Keywords: bibliometrics, medical informatics, drug development, clinical trials, oncology

Introduction

The development of massive online text archives and biomedical data warehouses over the last decade has created new opportunities to mine useful information from fuzzy datasets comprising both statistical and semantic information.13 Association rules have been developed to extend fuzzy set theory to text-mining; at the simplest level, identification of a given set (e.g. both A and B not C) at higher-than-expected frequency provides support for the probability of a causal link between A and B in the absence of C, albeit with varying confidence levels quantifiable as membership functions or degrees of truth. The non-digital algorithms so derived may generate value from masses of noisy data, in effect representing Bayesian interpretations of semantic information.4 Examples include tracking of influenza epidemics from search engine patterns,5 the epidemiologic surveillance of AIDS,6 monitoring of the blogosphere,7 academic publication analysis,8 and assessment of scientific merit based on impact factors.9

The causality of such associations gleaned from text-mining of the oncology literature is readily illustrated a posteriori. Based on existing knowledge we predict, for example, that the association of the string {papillomavirus} with {cervical cancer} will be greater than with {nasopharyngeal cancer}, whereas the reverse will be true for {Epstein-Barr virus}. Similarly, we may infer that lung cancer is more lethal than breast cancer, given that the texts {lung cancer} and {mortality} associate 50% more often than {breast cancer} and {mortality}, whereas the association between these diseases and {incidence} is similar (χ2 = 1059.99, df = 1, p < 0.01; Supplement S1). The “efficient citation hypothesis” so implied can be used to test research strategies that are becoming impractically slow and/or expensive to validate using historical approaches.

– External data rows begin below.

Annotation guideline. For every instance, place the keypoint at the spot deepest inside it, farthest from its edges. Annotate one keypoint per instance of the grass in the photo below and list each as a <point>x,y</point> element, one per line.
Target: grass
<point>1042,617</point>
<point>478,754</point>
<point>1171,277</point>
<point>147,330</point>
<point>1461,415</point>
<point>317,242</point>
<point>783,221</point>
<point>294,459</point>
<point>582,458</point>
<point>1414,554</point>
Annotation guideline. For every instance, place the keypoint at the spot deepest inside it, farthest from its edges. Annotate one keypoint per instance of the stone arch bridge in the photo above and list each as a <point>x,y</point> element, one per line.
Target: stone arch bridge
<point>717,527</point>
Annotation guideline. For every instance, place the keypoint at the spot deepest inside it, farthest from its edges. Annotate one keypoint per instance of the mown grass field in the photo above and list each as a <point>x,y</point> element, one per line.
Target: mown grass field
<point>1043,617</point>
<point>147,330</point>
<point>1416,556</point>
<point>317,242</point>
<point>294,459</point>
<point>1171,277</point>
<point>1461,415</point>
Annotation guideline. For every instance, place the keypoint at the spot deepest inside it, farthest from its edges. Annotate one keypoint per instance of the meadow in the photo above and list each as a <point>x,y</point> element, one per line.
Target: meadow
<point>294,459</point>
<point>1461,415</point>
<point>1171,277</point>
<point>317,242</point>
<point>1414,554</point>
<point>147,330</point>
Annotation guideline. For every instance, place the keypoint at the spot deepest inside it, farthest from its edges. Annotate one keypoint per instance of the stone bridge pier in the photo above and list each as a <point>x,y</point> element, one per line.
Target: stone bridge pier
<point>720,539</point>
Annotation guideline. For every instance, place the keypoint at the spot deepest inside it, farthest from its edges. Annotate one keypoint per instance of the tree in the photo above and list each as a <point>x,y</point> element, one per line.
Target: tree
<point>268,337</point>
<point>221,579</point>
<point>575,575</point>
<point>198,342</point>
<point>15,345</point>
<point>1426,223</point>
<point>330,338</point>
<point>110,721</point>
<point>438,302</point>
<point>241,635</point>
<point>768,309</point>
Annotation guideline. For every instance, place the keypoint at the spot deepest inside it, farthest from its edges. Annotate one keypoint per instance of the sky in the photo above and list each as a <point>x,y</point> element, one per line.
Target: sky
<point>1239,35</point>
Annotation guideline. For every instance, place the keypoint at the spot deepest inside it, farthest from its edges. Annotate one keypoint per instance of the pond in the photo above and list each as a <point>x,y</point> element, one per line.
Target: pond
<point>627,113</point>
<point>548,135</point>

New anticancer drug development, by virtue of its target-specific nature, should readily lend itself to such semi-digital analysis.10 Returns on investment in applied cancer research have been declining in recent years due to a decline of blockbuster drug frequency.11 This has led in turn to progressive escalation of the cost for bringing a therapeutic to market, which now approaches US$1bn per FDA-licensed product;12 such expense is in turn handed on to the health-care consumer.13 Part of this cost relates to the inefficiency of the modern clinical trial system, for which problem many investigators are seeking fresh approaches such as multi-arm designs,14 personalized medicine or pharmacodiagnostics.15 A related problem specific to the cancer field is that selection of drugs for costly phase III trials remains based exclusively on demonstration of drug ‘activity’ quantified as tumor shrinkage, or response.16 This endpoint, although convincingly associated with short-term therapeutic benefit, may lack sensitivity for detecting the metastasis-inhibiting activity of non-tumorilytic drugs—which could well correlate strongly with survival benefit, and be better predicted by biomarker expression.17 Hence, the present study seeks to test how low-cost text-mining may improve applied cancer research feasibility while reducing investment risk.

Methods

Searches were undertaken using the latest text-based search-and-retrieval version of PubMed—a service of the National Library of Medicine developed by the National Center for Biotechnology Information used to integrate the major databases (including PubMed Central, Journals, Books, OMIM). The Entrez cross database search page was used to access the Entrez Global Query database search engine. A search across the Entrez database was performed by entering one or more search term(s) or phrase(s) to execute the search.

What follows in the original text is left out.